Con los oídos aún llenos de la palabrería del pintor, la muchacha lo vio coger una pluma de oca, soltar una injuria y lamentarse de que a su edad aún tuviera que preparar él mismo los utensilios. Rebuscó en un armario, extrajo una hoja de papel y se sentó a una mesa.

– ¿Dónde está la tinta? ¿Dónde está la tinta? Maldita Ana… Podría haber ordenado un poco este caos… Aquí está. -Lanzó una mirada escrutadora a su modelo antes de sumergir la pluma en el tintero-. ¡A Dios gracias! -murmuró al tiempo que sacudía la pluma encima del tintero.

Prisionera de su postura, e impresionada por el tono de plegaria del pintor, María apenas podía respirar.

– Que me crucifiquen en el Gólgota… -Dibujó dos o tres trazos y después se detuvo-, pero muestras tu… naturaleza con tan maravillosa impudicia, que se diría que vienes del paraíso. Escúchame con atención, mujer.

María tembló. Aunque la voz del pintor aún destilaba deseo, había incorporado una emoción insólita, solemne y quizá menos anunciadora de peligros.

– Dios, al crearte tan hermosa, te ha honrado a pesar de tu raza. Sé digna de tu hermosura. No olvides nunca este don del cielo.

El insulto estalló en su cabeza pero, no pudiendo atravesar sus labios, retrocedió hasta su propio cerebro como una bofetada sangrante: «Despreciable carroña, o sea que según tú Dios me ha honrado… ¿Y cómo? ¿Matando a mi padre, a mi madre y a mi tía?

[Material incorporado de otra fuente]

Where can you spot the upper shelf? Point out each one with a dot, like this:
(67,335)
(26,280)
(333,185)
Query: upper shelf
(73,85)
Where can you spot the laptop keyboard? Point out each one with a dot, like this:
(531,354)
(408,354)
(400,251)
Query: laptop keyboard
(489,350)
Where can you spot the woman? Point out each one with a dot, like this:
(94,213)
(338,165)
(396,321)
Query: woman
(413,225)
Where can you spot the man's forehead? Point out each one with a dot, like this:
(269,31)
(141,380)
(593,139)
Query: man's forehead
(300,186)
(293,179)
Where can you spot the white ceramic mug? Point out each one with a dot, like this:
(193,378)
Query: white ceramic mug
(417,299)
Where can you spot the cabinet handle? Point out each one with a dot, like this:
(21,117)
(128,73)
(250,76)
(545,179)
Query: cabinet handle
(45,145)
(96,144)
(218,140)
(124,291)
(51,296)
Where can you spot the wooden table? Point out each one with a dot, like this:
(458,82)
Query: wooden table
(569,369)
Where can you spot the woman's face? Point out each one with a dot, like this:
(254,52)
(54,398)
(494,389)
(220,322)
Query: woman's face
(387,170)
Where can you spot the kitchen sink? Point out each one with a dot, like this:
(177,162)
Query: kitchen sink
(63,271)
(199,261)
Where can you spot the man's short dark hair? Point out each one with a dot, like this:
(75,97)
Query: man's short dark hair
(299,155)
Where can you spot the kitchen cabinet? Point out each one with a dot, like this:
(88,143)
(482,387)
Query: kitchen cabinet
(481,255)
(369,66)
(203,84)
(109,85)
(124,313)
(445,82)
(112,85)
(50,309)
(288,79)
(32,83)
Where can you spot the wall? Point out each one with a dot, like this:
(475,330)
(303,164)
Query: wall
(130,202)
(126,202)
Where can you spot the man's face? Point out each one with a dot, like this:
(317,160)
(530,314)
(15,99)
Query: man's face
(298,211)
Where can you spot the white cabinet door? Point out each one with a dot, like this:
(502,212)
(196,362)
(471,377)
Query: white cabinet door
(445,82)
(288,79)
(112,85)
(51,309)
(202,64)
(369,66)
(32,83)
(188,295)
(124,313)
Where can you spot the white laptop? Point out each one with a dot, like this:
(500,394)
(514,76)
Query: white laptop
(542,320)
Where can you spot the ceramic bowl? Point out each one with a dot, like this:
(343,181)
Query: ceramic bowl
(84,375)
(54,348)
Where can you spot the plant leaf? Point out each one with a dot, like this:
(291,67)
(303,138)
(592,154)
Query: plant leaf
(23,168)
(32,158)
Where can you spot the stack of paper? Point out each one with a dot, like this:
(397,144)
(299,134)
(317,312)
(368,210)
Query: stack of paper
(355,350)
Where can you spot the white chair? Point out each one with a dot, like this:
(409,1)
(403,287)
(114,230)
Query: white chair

Entonces, ¡merecías la muerte de tus sucias hijas!».

María extendió el cuello para evitar ahogarse en la bola de llanto que se le acumulaba en la garganta.

Así empezó el primer día de la joven María en la casa de don Miquel, constantemente acuciado por sus sentidos e indudablemente casto en cuanto se entregaba a su arte. Varias horas de exposición y muchos borradores después, con el cuerpo anquilosado, muerta de hambre y de frío, María recibió permiso para abandonar el taller. Don Miguel prácticamente no le había dirigido la palabra, excepto para ordenarle que corrigiera tal o tal expresión. En cambio, se dejaba llevar por desenfrenados soliloquios cuando un detalle de sus esbozos le disgustaba…, algo que sucedía a menudo.

– Mano mía, dedos míos, rebaño de mulas viciosas, ¿recuperaréis la agilidad de antaño? ¡Obedeced a mi ojo y a mi alma, u os cortaré sin pesar! ¿O acaso creéis que la pintura no es más que la baba de un niño de pecho vertida en el papel?